The available funding ensures that quality health services are provided to Guyanese throughout the country and gives youths the opportunity to pursue a variety of medical careers.
This will definitely provide a significant boost to health care as indeed there is a shortage of medical personnel at some of the public health institutions which puts a strain on the existing personnel since their workload becomes heavier. Ultimately, the quality of service is adversely affected.
So, it was good news to hear from the minister that the public health institutions will be infused with such a high number of personnel.
Perhaps, human resources are more critical to the successful functioning of medical institutions more than any other because of the fact that these institutions take humans who are ill or injured. And while sometimes medical personnel are criticised for not carrying out their jobs effectively and many times rightly so, appreciation should also be shown for the yeoman humanitarian service they provide. Working in medical institutions is not an easy task by any means because it is very stressful, especially in large ones.
The problem of a shortage of medical personnel is global but it is more pronounced in the developing world because of migration and low levels of economic development.
A worldwide shortage of health care workers, coupled with a disproportionate concentration of health workers in developed nations and urban areas, stands in the way of achieving such key public health priorities as reducing child and maternal mortality, increasing vaccine coverage, and battling epidemics such as HIV/AIDS.
Currently, there are 2.4 million too few physicians, nurses, and midwives to provide essential health interventions, according to the World Health Organisation (WHO).
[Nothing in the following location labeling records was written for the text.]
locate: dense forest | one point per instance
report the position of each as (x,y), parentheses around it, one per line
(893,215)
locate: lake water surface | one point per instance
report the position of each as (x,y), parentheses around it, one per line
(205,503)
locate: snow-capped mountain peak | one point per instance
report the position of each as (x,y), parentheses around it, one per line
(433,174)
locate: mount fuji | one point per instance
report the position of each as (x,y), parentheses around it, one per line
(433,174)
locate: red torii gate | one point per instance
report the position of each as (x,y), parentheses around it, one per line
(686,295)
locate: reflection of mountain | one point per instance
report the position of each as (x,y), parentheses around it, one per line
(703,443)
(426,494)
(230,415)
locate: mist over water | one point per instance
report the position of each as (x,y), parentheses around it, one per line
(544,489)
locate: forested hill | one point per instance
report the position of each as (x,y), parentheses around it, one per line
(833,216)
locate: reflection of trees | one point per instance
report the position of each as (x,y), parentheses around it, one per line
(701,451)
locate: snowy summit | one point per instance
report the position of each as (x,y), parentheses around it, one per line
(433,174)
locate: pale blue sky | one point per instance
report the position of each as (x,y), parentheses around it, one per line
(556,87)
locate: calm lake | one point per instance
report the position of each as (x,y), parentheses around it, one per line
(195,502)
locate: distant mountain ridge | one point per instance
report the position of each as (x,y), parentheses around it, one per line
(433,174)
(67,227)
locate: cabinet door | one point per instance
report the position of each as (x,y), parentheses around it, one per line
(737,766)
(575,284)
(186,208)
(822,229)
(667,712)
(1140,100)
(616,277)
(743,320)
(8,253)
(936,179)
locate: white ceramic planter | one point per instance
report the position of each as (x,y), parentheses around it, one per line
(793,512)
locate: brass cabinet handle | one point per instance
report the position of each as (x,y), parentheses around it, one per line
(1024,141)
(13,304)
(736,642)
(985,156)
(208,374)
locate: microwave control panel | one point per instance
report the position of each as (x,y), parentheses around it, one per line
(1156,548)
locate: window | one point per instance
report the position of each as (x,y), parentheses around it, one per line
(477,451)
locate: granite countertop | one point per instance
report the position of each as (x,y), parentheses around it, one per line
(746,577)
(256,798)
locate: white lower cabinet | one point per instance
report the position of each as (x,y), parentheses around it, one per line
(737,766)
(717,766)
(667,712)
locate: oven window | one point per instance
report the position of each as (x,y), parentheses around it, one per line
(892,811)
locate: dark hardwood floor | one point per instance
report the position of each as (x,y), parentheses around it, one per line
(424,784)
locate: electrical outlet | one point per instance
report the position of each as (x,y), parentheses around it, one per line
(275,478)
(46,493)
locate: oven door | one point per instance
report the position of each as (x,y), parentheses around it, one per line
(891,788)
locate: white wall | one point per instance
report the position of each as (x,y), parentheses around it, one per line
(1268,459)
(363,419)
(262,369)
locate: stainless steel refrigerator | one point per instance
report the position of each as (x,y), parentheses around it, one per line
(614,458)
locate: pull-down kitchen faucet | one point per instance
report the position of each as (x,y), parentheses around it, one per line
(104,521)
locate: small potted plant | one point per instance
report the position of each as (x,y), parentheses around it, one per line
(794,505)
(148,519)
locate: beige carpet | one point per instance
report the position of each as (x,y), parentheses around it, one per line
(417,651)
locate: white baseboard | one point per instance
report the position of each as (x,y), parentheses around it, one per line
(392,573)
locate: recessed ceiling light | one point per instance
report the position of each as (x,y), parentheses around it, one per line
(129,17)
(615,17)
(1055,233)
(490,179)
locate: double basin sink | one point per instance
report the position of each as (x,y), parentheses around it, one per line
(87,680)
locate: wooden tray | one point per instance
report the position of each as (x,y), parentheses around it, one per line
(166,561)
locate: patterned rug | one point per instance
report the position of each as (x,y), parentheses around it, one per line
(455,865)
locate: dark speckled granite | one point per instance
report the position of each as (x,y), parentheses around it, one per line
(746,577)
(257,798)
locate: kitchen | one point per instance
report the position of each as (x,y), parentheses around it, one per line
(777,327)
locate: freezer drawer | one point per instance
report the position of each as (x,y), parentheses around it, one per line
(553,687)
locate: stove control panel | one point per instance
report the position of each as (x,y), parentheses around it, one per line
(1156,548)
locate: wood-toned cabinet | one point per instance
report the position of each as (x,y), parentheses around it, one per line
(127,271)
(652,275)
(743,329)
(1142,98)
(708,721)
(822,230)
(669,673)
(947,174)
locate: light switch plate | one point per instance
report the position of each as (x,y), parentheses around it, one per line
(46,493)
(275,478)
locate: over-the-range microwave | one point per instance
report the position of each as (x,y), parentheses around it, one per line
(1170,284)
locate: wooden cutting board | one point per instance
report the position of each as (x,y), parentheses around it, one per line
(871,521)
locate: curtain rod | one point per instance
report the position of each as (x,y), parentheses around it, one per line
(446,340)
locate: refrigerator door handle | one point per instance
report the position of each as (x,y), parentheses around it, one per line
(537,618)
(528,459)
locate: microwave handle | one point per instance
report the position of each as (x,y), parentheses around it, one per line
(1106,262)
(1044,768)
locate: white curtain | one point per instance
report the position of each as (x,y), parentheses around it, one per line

It said this is a shortage that will require adopting a global approach to getting human resources. Various groups, including the WHO, professional organisations, and others are working to address both the global shortage as well as the circumstances and practices that encourage the disproportionate migration of health workers from developing nations to wealthier countries.
A variety of phenomena have contributed to the existing global shortage of clinicians. The WHO 2006 World Health Report outlined many of the causes of disproportionate health worker migration. For example, in developed countries, predominantly in the northern hemisphere, a growing aging population and increasingly high-tech health care are exacerbating the demand for health care workers. In addition, poor planning and underinvestment in health worker education has left developed nations with too few domestic health workers to meet the demand, according to the WHO report.
In many less developed countries, predominantly in the southern hemisphere, economic policies limit investment in public-sector health care and reduce funds for health worker education. At the same time, according to the WHO, the AIDS epidemic has placed unprecedented burdens, including high rates of HIV-related illness and death among health workers, on these already stressed health systems.
Faced with poor working conditions and limited economic prospects in their home countries, many health workers choose to migrate to fill the demand in wealthier nations.
Despite the constraints, the Government of Guyana has demonstrated an unswerving commitment to improving the health sector and anyone with a sense of objectivity would agree that the medical service is much better than what it was two decades ago.
But there are still some irritants which need to be addressed and one to which greater attention should be paid is the attitude of personnel at medical institutions.
While generally, members of staff at hospitals and health centres are caring, helpful, courteous, kind and respectful, which should be the norm, there are still far too many who are uncaring, unhelpful, discourteous, unkind and downright rude.
The latter should not be working in medical institutions, and in this regard, more emphasis should be placed on attitudinal training as well as more meticulous screening of personnel during recruitment.